Scientists Discover Strange Microbes That Can Grow Even In Extreme Environment
Scientists have discovered strange microbes that can grow in any extreme environment. Scientists from the University of Colorado Boulder have discovered that microbes such as bacteria, fungi and archaea have the capability to grow in extreme climate. They discovered this when they were analysing rocky soils on some volcanoes in South America.
"We haven't formally identified or characterised the species," said Ryan Lynch, scientist at the University of Colorado Boulder, in a statement. "But these are very different than anything else that has been cultured. Genetically, they're at least 5 percent different than anything else in the DNA database of 2.5 million sequences."
The study revealed that these microbes live in such environment, where in one night the temperature is extreme cold, less than 20 degrees, and the very next day the temperature spikes to 133 F.
To know how they can survive, scientists conducted a DNA analysis. They studied genes known to be involved in photosynthesis and peered into the cells using fluorescent techniques to look for chlorophyll. They could not find evidence that the microbes were photosynthetic.
How the newfound organisms survive under such circumstances remains a mystery.

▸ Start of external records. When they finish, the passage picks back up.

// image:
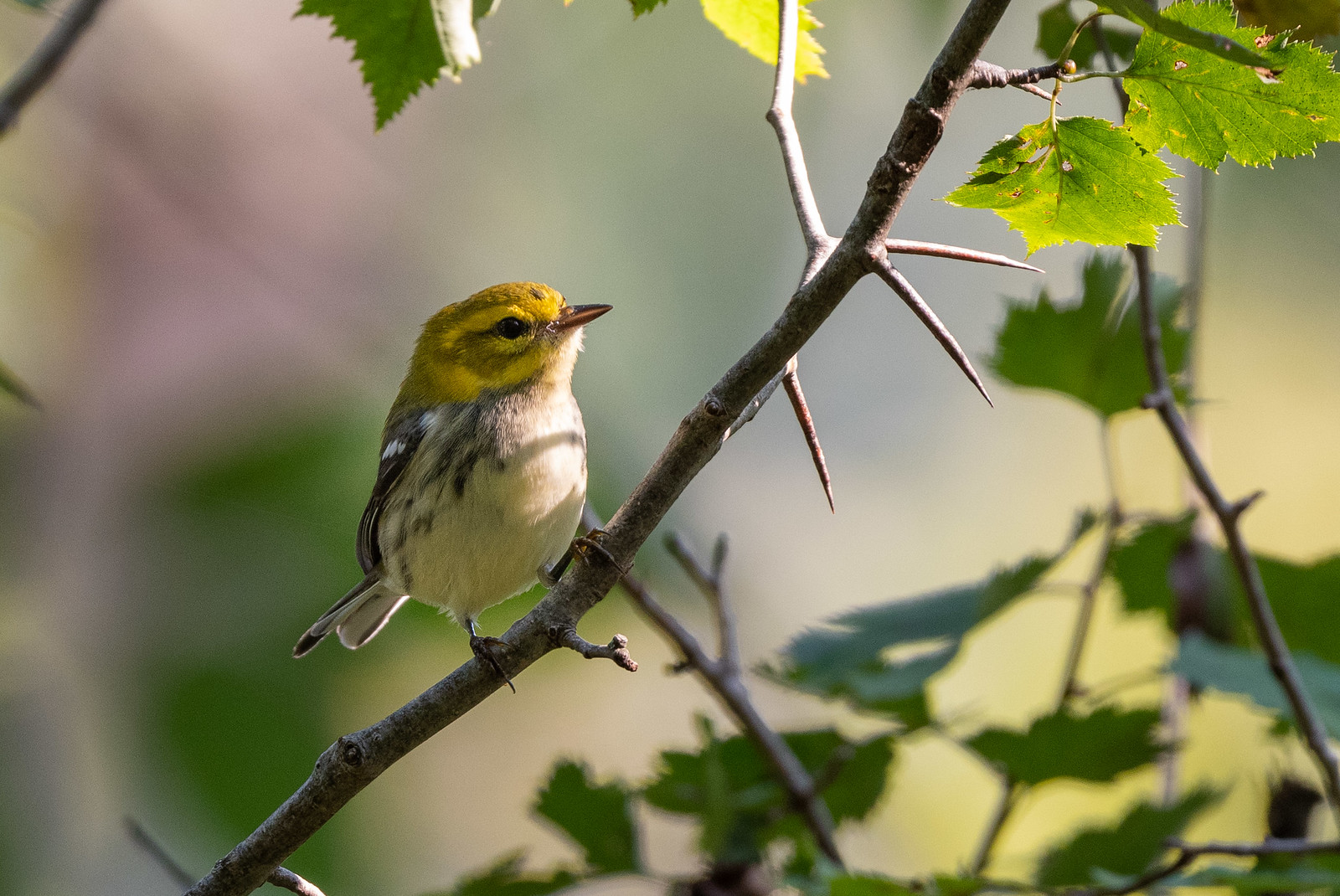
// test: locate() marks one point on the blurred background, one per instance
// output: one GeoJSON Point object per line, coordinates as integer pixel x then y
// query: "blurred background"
{"type": "Point", "coordinates": [212, 270]}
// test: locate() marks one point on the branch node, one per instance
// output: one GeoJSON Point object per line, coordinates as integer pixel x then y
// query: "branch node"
{"type": "Point", "coordinates": [350, 753]}
{"type": "Point", "coordinates": [1243, 504]}
{"type": "Point", "coordinates": [616, 651]}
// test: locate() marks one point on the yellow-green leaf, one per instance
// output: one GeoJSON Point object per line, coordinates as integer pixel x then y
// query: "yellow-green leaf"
{"type": "Point", "coordinates": [754, 26]}
{"type": "Point", "coordinates": [1205, 107]}
{"type": "Point", "coordinates": [1089, 181]}
{"type": "Point", "coordinates": [1306, 19]}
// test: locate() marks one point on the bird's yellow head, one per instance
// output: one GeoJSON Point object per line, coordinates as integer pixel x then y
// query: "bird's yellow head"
{"type": "Point", "coordinates": [499, 339]}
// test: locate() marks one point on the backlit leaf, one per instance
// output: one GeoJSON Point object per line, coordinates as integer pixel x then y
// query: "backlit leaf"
{"type": "Point", "coordinates": [734, 792]}
{"type": "Point", "coordinates": [1205, 107]}
{"type": "Point", "coordinates": [1055, 26]}
{"type": "Point", "coordinates": [600, 819]}
{"type": "Point", "coordinates": [405, 44]}
{"type": "Point", "coordinates": [507, 879]}
{"type": "Point", "coordinates": [1236, 670]}
{"type": "Point", "coordinates": [1201, 36]}
{"type": "Point", "coordinates": [848, 659]}
{"type": "Point", "coordinates": [1306, 19]}
{"type": "Point", "coordinates": [1087, 183]}
{"type": "Point", "coordinates": [1090, 351]}
{"type": "Point", "coordinates": [1126, 848]}
{"type": "Point", "coordinates": [1091, 748]}
{"type": "Point", "coordinates": [754, 26]}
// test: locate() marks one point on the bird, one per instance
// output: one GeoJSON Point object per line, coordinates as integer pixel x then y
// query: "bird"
{"type": "Point", "coordinates": [482, 469]}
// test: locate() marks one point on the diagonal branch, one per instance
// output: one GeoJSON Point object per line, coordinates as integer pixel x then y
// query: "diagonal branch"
{"type": "Point", "coordinates": [357, 760]}
{"type": "Point", "coordinates": [279, 878]}
{"type": "Point", "coordinates": [1228, 514]}
{"type": "Point", "coordinates": [44, 62]}
{"type": "Point", "coordinates": [904, 290]}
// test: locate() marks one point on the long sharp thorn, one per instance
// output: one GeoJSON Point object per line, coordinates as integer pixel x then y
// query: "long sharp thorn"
{"type": "Point", "coordinates": [807, 425]}
{"type": "Point", "coordinates": [958, 254]}
{"type": "Point", "coordinates": [909, 295]}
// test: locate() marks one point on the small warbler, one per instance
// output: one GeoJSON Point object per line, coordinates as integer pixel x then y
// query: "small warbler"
{"type": "Point", "coordinates": [482, 471]}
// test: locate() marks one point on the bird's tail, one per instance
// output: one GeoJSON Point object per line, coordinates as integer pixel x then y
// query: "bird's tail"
{"type": "Point", "coordinates": [355, 616]}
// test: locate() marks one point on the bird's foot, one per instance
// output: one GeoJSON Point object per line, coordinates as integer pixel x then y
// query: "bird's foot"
{"type": "Point", "coordinates": [590, 543]}
{"type": "Point", "coordinates": [488, 650]}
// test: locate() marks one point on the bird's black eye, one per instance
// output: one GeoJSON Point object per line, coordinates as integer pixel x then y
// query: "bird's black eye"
{"type": "Point", "coordinates": [511, 328]}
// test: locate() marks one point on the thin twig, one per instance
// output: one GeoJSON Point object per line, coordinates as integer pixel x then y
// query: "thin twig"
{"type": "Point", "coordinates": [1228, 514]}
{"type": "Point", "coordinates": [904, 290]}
{"type": "Point", "coordinates": [616, 650]}
{"type": "Point", "coordinates": [34, 74]}
{"type": "Point", "coordinates": [160, 855]}
{"type": "Point", "coordinates": [779, 116]}
{"type": "Point", "coordinates": [709, 583]}
{"type": "Point", "coordinates": [1268, 847]}
{"type": "Point", "coordinates": [1089, 598]}
{"type": "Point", "coordinates": [353, 762]}
{"type": "Point", "coordinates": [724, 678]}
{"type": "Point", "coordinates": [991, 75]}
{"type": "Point", "coordinates": [791, 379]}
{"type": "Point", "coordinates": [1009, 799]}
{"type": "Point", "coordinates": [958, 254]}
{"type": "Point", "coordinates": [279, 878]}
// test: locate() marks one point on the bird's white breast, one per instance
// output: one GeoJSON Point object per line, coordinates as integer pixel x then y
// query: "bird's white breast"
{"type": "Point", "coordinates": [488, 518]}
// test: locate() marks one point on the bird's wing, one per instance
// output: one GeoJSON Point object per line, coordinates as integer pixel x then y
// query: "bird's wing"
{"type": "Point", "coordinates": [399, 444]}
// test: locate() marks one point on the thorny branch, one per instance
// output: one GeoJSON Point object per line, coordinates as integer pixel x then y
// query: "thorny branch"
{"type": "Point", "coordinates": [1228, 514]}
{"type": "Point", "coordinates": [44, 62]}
{"type": "Point", "coordinates": [357, 760]}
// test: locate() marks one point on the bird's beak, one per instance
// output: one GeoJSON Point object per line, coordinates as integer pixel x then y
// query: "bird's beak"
{"type": "Point", "coordinates": [574, 317]}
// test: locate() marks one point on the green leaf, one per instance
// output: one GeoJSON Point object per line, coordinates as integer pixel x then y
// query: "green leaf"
{"type": "Point", "coordinates": [405, 44]}
{"type": "Point", "coordinates": [507, 879]}
{"type": "Point", "coordinates": [600, 819]}
{"type": "Point", "coordinates": [1089, 351]}
{"type": "Point", "coordinates": [1056, 24]}
{"type": "Point", "coordinates": [1304, 598]}
{"type": "Point", "coordinates": [1236, 670]}
{"type": "Point", "coordinates": [1126, 848]}
{"type": "Point", "coordinates": [1288, 875]}
{"type": "Point", "coordinates": [1190, 583]}
{"type": "Point", "coordinates": [1089, 183]}
{"type": "Point", "coordinates": [1090, 748]}
{"type": "Point", "coordinates": [1306, 19]}
{"type": "Point", "coordinates": [641, 7]}
{"type": "Point", "coordinates": [754, 26]}
{"type": "Point", "coordinates": [1183, 33]}
{"type": "Point", "coordinates": [1203, 107]}
{"type": "Point", "coordinates": [11, 384]}
{"type": "Point", "coordinates": [850, 658]}
{"type": "Point", "coordinates": [732, 790]}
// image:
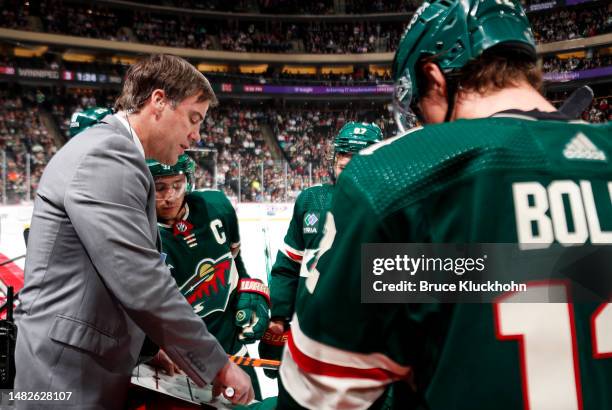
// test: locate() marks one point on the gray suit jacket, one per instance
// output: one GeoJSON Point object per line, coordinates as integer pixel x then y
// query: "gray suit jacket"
{"type": "Point", "coordinates": [95, 282]}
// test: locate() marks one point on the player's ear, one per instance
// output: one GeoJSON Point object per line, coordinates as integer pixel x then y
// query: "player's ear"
{"type": "Point", "coordinates": [434, 80]}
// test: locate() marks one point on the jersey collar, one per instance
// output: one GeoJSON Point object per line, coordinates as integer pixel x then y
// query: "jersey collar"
{"type": "Point", "coordinates": [536, 115]}
{"type": "Point", "coordinates": [183, 218]}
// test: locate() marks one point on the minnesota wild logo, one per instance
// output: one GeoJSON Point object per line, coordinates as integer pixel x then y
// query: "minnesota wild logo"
{"type": "Point", "coordinates": [209, 288]}
{"type": "Point", "coordinates": [182, 228]}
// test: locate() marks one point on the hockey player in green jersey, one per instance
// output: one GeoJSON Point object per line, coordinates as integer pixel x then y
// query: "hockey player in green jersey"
{"type": "Point", "coordinates": [303, 236]}
{"type": "Point", "coordinates": [201, 243]}
{"type": "Point", "coordinates": [494, 163]}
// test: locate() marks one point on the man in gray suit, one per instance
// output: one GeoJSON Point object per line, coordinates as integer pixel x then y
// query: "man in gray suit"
{"type": "Point", "coordinates": [95, 282]}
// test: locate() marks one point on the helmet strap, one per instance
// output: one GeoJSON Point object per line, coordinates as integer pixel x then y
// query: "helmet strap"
{"type": "Point", "coordinates": [452, 85]}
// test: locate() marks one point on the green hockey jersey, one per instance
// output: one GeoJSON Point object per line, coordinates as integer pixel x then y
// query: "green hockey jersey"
{"type": "Point", "coordinates": [516, 177]}
{"type": "Point", "coordinates": [202, 252]}
{"type": "Point", "coordinates": [301, 242]}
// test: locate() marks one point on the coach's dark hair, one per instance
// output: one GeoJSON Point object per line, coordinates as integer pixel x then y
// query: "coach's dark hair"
{"type": "Point", "coordinates": [175, 76]}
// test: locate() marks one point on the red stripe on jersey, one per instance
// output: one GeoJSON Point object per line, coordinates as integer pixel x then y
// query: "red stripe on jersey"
{"type": "Point", "coordinates": [314, 366]}
{"type": "Point", "coordinates": [294, 256]}
{"type": "Point", "coordinates": [11, 274]}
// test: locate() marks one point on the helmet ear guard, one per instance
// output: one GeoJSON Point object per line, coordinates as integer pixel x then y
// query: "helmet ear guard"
{"type": "Point", "coordinates": [185, 165]}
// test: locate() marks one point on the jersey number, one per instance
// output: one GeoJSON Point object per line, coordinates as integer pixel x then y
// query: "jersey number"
{"type": "Point", "coordinates": [546, 333]}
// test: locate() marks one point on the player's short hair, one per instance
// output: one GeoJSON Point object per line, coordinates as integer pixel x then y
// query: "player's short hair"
{"type": "Point", "coordinates": [496, 69]}
{"type": "Point", "coordinates": [174, 75]}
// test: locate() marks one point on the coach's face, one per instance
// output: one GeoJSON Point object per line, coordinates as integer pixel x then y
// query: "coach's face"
{"type": "Point", "coordinates": [177, 128]}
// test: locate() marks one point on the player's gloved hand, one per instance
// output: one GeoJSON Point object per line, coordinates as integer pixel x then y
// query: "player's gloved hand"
{"type": "Point", "coordinates": [272, 343]}
{"type": "Point", "coordinates": [252, 309]}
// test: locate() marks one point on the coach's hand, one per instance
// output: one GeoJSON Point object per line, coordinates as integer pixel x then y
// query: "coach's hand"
{"type": "Point", "coordinates": [240, 382]}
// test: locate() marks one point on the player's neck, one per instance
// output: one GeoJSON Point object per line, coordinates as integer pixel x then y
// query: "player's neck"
{"type": "Point", "coordinates": [522, 97]}
{"type": "Point", "coordinates": [179, 216]}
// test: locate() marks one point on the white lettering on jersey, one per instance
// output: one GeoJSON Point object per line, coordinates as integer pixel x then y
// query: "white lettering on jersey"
{"type": "Point", "coordinates": [217, 228]}
{"type": "Point", "coordinates": [535, 229]}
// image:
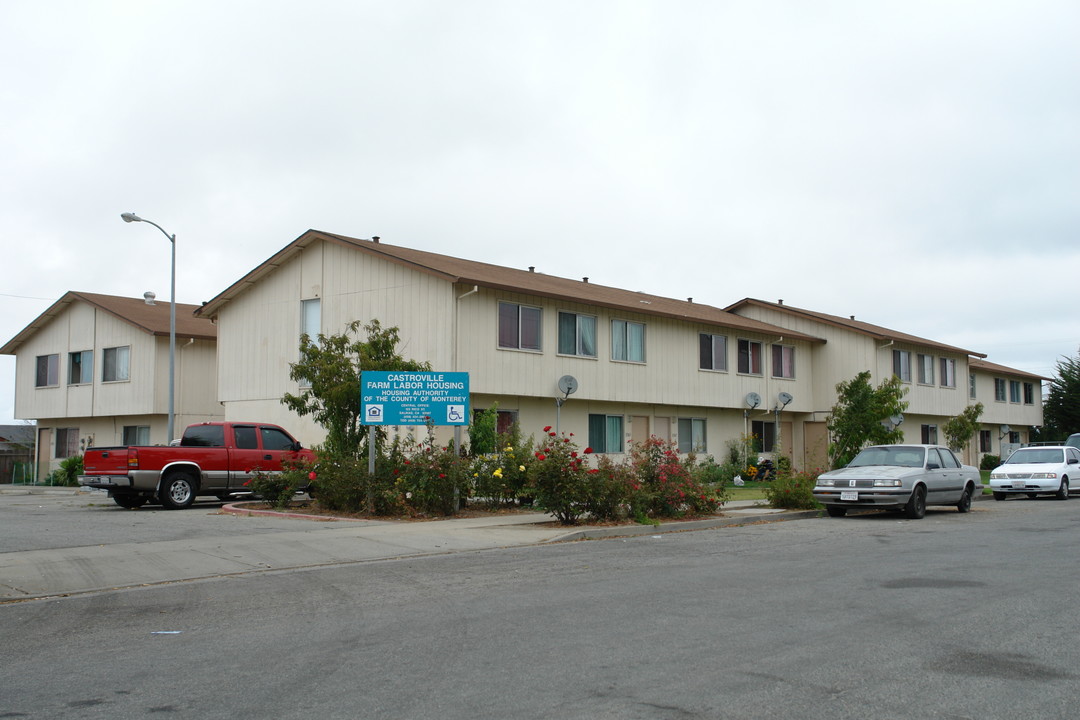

They believe that these microbes could survive these conditions because the microbes slowly generate energy by means of chemical reactions that extract energy and carbon from wisps of gases such as carbon monoxide and dimethylsulfide that blow into the desolate mountain area. The process would not give the bugs a high-energy yield but it could be enough as it adds up over time.
According to the scientists, the growth on the mountain for microbes is irregular especially if soils only have water for a short time after snowfall. In those situations, there could be microbes that grow when it snows, then fall dormant, perhaps for years, before they grow again. High-elevation sites are great places to study simple microbial communities, ecosystems that have notb evolved past the very basics of a few bacteria and fungi.
"There are a lot of areas in the world that haven't been studied from a microbial perspective, and this is one of the main ones," said Steve Schmidt, professor at the University of Colorado Boulder. "We're interested in discovering new forms of life, and describing what those organisms are doing, how they make a living."
The next steps for the researchers are laboratory experiments using an incubator that can mimic the extreme temperature fluctuations to better understand how any organism can live in such an unfriendly environment.
Scientists claim that further studies will help them know as to how life could survive in extreme climates.